Powering Inference for the Continual Learning Era

What is continual learning?

Models are more powerful than ever. But the way we use them is static. You use a product, and the model behind it stays the same until the next quarterly release. Every time you run into an issue and find a workaround, you have to wait weeks or months for the model itself to hopefully get better. Benchmarks go up. Products don't.

A new paradigm is on the horizon: continual learning. Models that get better the longer you use them. A legal product sharpens on legal work the longer lawyers use it. A support agent internalizes the shape of the tickets it actually sees. A coding product learns the codebase it lives inside. The model and the product stop being separate things.

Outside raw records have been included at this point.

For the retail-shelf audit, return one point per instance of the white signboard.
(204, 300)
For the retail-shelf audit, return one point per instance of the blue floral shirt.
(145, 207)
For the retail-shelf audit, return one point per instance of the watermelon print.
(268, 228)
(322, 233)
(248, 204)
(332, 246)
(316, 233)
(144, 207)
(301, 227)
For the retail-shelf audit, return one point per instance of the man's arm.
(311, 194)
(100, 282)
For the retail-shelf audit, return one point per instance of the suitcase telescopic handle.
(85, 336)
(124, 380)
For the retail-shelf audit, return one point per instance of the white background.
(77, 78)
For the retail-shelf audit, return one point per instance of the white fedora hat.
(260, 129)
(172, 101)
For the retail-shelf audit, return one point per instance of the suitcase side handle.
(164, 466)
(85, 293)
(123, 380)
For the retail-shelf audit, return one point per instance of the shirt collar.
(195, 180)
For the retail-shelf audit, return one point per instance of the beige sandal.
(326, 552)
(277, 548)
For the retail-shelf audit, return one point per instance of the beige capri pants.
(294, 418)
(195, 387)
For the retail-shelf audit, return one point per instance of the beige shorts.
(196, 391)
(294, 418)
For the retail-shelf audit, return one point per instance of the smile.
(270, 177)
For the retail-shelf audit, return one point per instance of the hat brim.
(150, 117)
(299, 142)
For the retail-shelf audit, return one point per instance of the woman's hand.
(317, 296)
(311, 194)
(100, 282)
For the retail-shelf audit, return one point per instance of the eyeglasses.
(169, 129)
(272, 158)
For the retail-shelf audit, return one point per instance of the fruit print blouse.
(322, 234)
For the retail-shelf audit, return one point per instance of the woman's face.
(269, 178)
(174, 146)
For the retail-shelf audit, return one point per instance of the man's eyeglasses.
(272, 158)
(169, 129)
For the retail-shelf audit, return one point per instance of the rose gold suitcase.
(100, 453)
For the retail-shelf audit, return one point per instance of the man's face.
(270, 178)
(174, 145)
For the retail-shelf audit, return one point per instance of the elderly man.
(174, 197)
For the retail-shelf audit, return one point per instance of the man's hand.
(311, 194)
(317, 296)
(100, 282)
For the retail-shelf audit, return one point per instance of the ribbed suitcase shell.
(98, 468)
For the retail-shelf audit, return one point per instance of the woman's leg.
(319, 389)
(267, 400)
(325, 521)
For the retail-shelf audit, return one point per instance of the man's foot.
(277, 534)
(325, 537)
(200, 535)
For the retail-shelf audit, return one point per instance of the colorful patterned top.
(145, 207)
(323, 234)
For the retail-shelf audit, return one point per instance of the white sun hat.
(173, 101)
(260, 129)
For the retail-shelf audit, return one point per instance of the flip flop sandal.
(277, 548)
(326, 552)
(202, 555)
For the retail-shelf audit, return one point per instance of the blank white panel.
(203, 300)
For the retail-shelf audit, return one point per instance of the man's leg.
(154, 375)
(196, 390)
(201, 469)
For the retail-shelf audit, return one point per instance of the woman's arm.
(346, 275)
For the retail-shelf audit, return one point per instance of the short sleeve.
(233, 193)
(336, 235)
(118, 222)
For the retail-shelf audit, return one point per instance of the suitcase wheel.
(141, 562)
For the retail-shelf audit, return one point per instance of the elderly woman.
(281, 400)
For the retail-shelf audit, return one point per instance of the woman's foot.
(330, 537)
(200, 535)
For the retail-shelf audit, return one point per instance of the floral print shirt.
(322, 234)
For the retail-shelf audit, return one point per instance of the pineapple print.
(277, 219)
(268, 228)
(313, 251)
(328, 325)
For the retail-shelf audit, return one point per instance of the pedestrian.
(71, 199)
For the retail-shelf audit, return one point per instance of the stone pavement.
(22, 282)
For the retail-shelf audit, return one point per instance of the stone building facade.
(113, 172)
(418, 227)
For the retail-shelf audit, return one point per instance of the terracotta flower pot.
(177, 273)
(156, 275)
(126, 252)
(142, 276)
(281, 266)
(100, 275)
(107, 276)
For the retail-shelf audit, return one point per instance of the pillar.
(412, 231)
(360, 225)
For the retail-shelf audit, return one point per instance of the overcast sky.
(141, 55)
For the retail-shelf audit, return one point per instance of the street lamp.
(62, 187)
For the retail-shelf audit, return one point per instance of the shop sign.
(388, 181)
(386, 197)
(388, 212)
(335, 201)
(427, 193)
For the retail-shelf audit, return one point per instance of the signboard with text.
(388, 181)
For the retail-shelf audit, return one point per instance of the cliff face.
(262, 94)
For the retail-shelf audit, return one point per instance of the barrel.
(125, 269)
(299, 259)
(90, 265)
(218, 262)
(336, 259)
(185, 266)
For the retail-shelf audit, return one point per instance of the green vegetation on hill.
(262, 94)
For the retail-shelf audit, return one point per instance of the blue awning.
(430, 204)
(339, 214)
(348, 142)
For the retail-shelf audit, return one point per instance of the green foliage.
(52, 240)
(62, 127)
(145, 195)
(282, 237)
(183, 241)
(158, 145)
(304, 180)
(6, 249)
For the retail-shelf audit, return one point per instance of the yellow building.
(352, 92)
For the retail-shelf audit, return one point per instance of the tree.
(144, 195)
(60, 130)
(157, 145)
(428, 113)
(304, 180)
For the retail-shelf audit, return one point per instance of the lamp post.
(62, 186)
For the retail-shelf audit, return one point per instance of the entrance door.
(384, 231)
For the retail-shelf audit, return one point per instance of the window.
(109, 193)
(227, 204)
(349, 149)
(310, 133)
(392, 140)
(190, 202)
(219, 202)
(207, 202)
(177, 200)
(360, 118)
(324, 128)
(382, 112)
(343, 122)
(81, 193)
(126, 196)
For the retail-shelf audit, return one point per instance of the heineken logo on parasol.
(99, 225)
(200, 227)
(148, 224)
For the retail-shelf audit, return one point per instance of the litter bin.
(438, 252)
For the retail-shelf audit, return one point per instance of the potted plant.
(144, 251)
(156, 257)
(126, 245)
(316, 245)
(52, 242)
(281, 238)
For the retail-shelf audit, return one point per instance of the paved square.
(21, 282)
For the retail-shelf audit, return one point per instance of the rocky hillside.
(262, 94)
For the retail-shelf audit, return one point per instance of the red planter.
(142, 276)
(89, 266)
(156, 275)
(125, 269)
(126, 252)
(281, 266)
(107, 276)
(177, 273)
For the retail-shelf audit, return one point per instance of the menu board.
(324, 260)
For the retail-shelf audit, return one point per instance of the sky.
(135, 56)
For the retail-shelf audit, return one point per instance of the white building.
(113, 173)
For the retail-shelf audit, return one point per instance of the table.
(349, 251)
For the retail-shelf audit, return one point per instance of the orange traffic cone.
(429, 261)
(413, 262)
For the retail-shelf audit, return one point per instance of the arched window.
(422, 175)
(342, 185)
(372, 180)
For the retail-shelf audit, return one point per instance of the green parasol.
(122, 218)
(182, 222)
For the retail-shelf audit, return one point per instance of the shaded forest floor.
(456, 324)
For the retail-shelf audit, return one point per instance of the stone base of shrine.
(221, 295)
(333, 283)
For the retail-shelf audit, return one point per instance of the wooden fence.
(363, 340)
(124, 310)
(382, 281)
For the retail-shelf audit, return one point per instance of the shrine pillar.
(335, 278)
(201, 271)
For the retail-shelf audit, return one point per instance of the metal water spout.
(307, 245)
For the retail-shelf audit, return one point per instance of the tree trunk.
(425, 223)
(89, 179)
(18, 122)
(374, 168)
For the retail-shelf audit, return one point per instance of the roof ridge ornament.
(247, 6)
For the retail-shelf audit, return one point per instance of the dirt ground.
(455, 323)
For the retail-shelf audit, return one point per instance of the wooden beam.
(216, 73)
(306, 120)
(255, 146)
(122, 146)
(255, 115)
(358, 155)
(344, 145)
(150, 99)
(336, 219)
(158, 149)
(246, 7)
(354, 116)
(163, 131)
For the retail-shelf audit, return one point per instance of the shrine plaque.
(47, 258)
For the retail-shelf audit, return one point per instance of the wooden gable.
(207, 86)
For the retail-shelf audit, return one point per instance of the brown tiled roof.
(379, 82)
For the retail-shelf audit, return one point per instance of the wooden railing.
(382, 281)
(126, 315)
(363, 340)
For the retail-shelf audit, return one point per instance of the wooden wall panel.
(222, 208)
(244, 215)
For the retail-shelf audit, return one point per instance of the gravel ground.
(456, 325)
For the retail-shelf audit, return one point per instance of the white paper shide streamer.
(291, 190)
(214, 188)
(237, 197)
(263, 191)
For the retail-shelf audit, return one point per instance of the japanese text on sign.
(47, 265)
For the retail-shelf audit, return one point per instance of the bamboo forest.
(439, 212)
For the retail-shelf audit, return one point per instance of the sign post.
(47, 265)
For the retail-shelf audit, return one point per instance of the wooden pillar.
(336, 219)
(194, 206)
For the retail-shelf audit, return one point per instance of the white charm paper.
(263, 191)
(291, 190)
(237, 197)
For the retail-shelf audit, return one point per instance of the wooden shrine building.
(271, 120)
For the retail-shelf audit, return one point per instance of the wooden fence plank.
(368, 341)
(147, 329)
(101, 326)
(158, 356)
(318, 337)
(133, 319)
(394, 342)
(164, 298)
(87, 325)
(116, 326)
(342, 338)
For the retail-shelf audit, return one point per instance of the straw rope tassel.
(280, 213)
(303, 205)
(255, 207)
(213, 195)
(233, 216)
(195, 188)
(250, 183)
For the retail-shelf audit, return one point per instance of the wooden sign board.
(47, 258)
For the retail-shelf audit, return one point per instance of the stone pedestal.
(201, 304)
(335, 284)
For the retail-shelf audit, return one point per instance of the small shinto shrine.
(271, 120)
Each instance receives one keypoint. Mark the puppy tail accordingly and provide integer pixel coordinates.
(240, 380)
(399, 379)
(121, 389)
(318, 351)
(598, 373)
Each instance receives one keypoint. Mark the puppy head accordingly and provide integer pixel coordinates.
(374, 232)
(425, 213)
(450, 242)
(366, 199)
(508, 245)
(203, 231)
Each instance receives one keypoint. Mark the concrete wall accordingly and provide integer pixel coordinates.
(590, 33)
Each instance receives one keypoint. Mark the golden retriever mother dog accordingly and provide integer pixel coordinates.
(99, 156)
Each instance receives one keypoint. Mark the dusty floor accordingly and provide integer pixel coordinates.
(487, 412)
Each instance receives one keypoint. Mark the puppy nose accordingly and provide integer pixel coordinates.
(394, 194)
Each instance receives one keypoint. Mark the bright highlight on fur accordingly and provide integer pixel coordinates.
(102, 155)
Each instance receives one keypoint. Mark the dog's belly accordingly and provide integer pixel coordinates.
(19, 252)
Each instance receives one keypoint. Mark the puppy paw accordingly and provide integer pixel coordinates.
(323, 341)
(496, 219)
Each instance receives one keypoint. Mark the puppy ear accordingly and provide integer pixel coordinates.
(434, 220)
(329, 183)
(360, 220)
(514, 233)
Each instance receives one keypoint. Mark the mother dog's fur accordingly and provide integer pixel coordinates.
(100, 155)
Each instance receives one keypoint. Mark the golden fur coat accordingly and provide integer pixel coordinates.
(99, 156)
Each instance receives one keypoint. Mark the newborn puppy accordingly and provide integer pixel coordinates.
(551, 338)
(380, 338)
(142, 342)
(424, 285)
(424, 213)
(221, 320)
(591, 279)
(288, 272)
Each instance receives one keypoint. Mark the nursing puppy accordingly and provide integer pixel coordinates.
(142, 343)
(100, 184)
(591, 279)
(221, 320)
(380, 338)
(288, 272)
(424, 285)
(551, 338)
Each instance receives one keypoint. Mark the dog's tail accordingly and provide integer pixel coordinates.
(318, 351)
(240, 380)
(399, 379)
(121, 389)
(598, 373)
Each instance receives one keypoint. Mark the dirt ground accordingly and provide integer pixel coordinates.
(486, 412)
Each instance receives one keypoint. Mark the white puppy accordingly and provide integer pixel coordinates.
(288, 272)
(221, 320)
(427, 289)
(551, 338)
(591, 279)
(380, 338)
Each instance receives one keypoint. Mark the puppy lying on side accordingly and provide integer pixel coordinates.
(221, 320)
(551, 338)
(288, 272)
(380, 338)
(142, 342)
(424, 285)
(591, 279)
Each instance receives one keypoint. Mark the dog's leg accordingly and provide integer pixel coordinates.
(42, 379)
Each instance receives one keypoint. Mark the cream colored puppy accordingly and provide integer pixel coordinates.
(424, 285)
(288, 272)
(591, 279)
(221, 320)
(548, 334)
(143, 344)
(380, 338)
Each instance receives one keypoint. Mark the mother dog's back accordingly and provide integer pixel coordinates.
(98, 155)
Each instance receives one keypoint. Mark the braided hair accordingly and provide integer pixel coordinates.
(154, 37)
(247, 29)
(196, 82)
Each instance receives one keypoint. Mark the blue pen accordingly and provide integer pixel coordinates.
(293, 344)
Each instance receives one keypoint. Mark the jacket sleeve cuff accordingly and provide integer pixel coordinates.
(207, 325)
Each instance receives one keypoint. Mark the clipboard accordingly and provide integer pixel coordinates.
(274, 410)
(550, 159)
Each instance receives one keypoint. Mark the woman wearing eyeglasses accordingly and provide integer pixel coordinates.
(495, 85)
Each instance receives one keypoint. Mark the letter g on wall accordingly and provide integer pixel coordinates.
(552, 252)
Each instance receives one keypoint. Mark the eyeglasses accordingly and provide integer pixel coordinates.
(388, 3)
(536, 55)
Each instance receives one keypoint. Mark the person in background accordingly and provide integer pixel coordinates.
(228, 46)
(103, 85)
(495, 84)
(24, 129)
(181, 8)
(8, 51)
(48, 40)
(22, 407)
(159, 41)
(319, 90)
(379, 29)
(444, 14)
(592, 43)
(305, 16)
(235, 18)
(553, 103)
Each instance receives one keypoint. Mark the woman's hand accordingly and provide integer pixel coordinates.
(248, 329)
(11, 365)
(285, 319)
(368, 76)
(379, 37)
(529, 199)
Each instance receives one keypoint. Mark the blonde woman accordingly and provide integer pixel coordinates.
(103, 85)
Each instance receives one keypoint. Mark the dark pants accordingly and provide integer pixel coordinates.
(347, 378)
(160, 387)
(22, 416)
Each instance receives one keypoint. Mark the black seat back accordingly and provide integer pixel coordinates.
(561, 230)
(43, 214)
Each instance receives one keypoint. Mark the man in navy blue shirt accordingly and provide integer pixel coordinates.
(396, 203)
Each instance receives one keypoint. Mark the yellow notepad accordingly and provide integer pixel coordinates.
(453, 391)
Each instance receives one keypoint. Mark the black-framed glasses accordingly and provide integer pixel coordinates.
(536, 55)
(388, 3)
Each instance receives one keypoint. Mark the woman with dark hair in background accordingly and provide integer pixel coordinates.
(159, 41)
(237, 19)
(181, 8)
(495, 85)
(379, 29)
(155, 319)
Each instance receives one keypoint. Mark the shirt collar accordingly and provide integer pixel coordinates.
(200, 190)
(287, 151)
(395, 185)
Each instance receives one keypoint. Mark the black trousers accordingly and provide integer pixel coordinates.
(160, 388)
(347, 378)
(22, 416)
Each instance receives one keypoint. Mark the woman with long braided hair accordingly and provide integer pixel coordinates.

Getting there means solving many problems at once. At the research layer, how do you learn from production traces in a way that turns every interaction into a training signal? At the product layer, how do you let builders shape their model and the harness around it as a single object, so the way the product behaves and the way the model learns evolve together. At the infrastructure layer, how do you serve a model that is no longer a fixed artifact but a moving target?

Trajectory is the team pioneering this paradigm. They take production traces, identify failure modes, and continuously retrain models to fix them. Over the last five months, we have been working with them on the infrastructure question, because the inference stack is what determines whether the loop can close fast enough to matter. The rest of this post is about what we have built together, and the road ahead.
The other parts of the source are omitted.